TURQUIE – La journaliste Neşe İdil a été condamnée à la prison avec sursis pour un tweet montrant des femmes kurdes célébrant la libération de Kobanê de l’Etat islamique en 2015. Elle est accusée d’avoir « diffusé de propagande terroriste ».
Un tribunal turc a condamné à une peine de prison avec sursis la journaliste Nece İdil pour avoir tweeté en 2015 une photo de femmes des Unités de protection des femmes (YPJ), une brigade entièrement féminine des forces armées présentes dans les régions kurdes du nord de la Syrie, ayant libéré la ville kurde de Kobani (Kobanê) de l’État islamique (DAECH / ISIS).
İdil a été jugée pour une image publiée dans une publication sur son compte de réseau social X en janvier 2015, accompagnée d’un commentaire indiquant « Les femmes des YPJ célébrant la libération de Kobanê de l’Etat islamique ».
Le tribunal d’Istanbul a entendu l’affaire le 20 février en l’absence d’İdil, représentée par son avocat Fatih Aydın. Le procureur a réitéré sa demande initiale de peine de prison, arguant que le message d’İdil, qui présentait des membres armés des YPJ, constituait de la propagande en faveur d’organisations illégales et ne relevait donc pas du champ d’application de la liberté d’expression.

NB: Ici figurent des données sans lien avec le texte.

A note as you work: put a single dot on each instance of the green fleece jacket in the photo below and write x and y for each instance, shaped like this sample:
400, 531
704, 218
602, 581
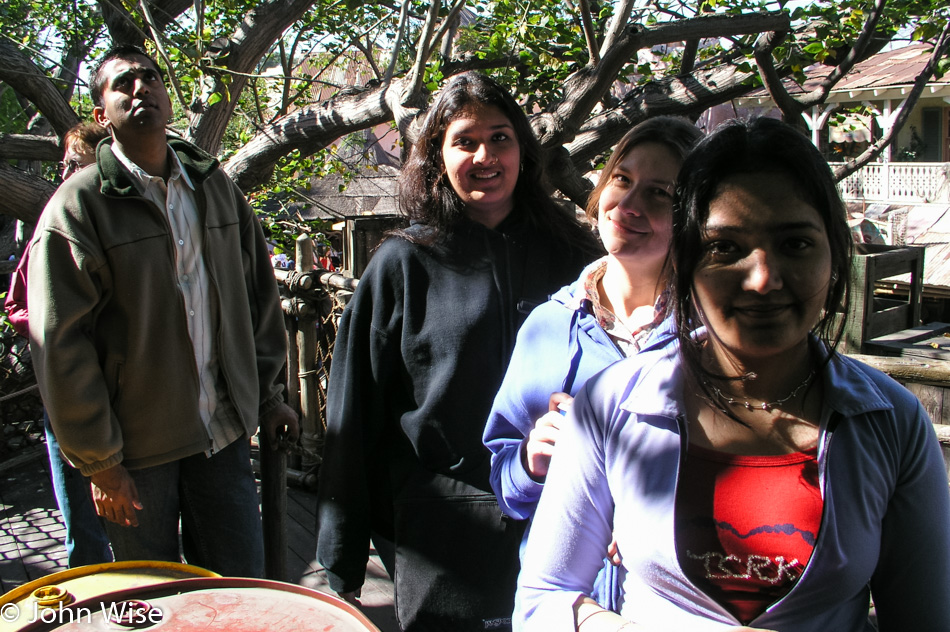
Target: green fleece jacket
108, 328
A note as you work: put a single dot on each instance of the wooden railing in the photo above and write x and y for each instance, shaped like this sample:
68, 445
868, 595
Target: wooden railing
913, 182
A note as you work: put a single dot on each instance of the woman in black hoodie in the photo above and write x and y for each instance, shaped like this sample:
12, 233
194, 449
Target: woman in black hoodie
422, 348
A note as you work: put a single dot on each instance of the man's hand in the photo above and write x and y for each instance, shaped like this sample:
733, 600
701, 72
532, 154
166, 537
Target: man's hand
115, 495
280, 421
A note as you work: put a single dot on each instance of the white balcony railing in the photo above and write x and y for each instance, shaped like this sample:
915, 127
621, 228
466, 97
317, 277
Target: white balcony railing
913, 182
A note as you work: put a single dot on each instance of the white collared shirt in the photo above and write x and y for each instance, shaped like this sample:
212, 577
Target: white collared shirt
177, 198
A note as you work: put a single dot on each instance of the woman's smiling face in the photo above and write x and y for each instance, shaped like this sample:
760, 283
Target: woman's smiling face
765, 270
635, 216
482, 159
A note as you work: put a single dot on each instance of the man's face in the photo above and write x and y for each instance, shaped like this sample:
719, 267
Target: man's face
134, 98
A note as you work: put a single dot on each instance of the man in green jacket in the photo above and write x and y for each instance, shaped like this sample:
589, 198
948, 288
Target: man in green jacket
156, 333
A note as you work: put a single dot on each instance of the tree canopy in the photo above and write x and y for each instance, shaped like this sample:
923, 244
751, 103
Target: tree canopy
270, 85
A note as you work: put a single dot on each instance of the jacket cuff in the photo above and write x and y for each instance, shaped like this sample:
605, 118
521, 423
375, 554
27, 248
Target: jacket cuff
273, 402
88, 469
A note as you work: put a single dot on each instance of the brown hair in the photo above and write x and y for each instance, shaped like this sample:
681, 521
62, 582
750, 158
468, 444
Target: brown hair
676, 134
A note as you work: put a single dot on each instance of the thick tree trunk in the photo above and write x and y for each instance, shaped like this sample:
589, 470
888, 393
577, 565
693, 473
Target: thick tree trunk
31, 82
24, 195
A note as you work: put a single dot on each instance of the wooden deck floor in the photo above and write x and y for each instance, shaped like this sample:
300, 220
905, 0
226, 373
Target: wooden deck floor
31, 537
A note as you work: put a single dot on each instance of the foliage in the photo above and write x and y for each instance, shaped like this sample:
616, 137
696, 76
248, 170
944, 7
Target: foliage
330, 48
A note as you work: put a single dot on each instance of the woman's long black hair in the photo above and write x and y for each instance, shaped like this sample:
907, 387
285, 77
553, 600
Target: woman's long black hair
426, 196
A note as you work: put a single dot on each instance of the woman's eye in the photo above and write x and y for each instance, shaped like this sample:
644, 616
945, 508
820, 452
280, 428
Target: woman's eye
798, 243
720, 248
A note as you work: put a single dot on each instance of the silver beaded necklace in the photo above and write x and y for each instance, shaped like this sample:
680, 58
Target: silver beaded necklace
766, 406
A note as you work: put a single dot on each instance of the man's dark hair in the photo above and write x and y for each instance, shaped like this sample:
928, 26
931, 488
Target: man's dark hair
120, 51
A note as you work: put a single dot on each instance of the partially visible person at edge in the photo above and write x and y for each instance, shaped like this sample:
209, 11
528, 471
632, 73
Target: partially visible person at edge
421, 351
86, 540
751, 475
619, 306
156, 332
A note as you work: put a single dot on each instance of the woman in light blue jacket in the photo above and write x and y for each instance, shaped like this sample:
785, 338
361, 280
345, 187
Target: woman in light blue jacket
618, 307
751, 477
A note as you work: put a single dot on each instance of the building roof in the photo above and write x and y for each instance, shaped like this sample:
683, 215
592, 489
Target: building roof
369, 193
887, 75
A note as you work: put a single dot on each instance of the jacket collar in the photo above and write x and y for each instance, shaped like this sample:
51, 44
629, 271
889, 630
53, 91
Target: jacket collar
117, 181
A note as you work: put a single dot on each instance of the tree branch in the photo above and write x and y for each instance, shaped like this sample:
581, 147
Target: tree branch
30, 147
764, 45
617, 25
31, 82
588, 27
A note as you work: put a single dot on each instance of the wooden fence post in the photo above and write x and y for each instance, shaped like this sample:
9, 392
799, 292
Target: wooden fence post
311, 435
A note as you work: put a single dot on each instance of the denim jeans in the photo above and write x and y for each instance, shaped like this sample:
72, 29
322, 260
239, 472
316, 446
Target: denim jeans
216, 501
86, 539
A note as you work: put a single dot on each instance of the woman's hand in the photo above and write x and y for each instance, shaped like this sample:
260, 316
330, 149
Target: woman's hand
538, 447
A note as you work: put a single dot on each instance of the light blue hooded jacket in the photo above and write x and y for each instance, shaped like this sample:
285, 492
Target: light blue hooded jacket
559, 347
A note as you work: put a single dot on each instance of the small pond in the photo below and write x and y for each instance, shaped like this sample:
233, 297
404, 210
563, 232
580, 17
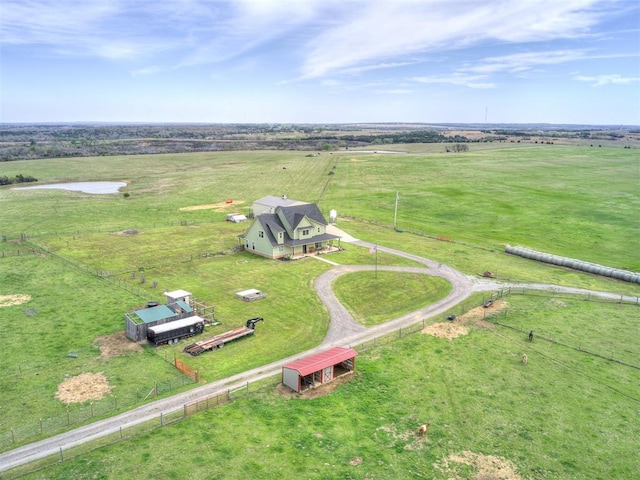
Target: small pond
86, 187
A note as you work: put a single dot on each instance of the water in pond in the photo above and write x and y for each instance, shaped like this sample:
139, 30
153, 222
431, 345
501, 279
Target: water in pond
86, 187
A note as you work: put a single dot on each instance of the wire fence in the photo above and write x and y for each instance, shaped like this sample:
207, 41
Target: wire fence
86, 412
78, 414
128, 433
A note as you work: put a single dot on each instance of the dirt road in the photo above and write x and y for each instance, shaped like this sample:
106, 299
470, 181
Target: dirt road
343, 331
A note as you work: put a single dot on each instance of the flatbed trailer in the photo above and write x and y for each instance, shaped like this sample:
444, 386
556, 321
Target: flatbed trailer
218, 341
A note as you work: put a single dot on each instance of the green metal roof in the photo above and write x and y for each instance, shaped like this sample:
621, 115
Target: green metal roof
154, 314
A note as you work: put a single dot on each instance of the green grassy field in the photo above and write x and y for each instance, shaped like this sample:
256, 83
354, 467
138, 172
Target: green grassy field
573, 201
565, 415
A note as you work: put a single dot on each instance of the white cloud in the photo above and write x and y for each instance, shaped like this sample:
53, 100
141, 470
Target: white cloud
460, 79
145, 71
381, 30
601, 80
520, 62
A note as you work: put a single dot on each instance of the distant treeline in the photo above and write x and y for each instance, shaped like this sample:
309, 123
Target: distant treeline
31, 141
4, 180
24, 142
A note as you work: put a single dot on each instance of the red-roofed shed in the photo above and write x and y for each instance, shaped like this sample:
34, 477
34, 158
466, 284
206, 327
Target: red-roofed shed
318, 369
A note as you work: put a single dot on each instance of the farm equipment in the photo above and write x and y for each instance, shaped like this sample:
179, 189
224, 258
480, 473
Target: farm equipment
171, 332
219, 341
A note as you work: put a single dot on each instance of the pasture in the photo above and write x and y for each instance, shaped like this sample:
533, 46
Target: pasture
573, 201
565, 415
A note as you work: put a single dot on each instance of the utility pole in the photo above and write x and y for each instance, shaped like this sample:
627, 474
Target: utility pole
395, 215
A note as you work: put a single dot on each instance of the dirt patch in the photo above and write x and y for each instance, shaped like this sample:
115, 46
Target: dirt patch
322, 390
116, 345
446, 330
128, 232
457, 328
212, 206
82, 388
10, 300
486, 467
477, 315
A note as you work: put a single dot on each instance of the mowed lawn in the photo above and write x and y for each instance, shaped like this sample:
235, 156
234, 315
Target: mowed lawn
573, 201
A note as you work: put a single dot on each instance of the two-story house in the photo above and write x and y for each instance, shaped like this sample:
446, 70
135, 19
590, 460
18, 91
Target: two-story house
290, 231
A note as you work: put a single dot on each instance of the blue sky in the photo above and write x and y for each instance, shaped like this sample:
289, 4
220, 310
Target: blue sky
321, 61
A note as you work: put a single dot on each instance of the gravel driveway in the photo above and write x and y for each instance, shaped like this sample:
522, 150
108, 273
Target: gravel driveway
343, 331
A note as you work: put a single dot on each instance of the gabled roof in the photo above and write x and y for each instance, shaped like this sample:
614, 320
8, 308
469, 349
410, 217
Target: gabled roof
321, 360
273, 201
294, 214
271, 223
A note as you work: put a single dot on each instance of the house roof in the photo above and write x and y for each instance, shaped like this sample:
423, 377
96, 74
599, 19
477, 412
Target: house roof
271, 223
294, 214
154, 314
321, 360
273, 201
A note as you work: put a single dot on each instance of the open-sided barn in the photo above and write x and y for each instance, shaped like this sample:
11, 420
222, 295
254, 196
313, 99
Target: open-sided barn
319, 369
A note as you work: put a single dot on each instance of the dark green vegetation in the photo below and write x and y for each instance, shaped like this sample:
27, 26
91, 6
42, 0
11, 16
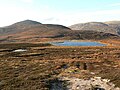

La défense d’İdil a souligné que les YPJ n’avaient été reconnues comme organisation terroriste par la Cour de cassation turque que cinq mois après la publication du message et a plaidé pour l’acquittement d’İdil.
Le tribunal a condamné İdil à un an et trois mois de prison pour propagande terroriste, avec un sursis de cinq ans.
L’organisation internationale Coalition For Women In Journalism (CFWIF) a condamné l’utilisation abusive par la Turquie des lois antiterroristes pour faire taire la presse et a exhorté le tribunal à annuler sa décision.
Les organisations de défense des droits reprochent régulièrement à la Turquie de restreindre la liberté de la presse en emprisonnant des journalistes. Selon un rapport de l’Association des médias et des études juridiques (MLSA), un nombre stupéfiant de 314 journalistes ont fait l’objet de poursuites judiciaires en 2023, dont 29 sont en détention provisoire. Les accusations liées au terrorisme représentaient la majorité des affaires impliquant des journalistes, représentant 43 pour cent des procès.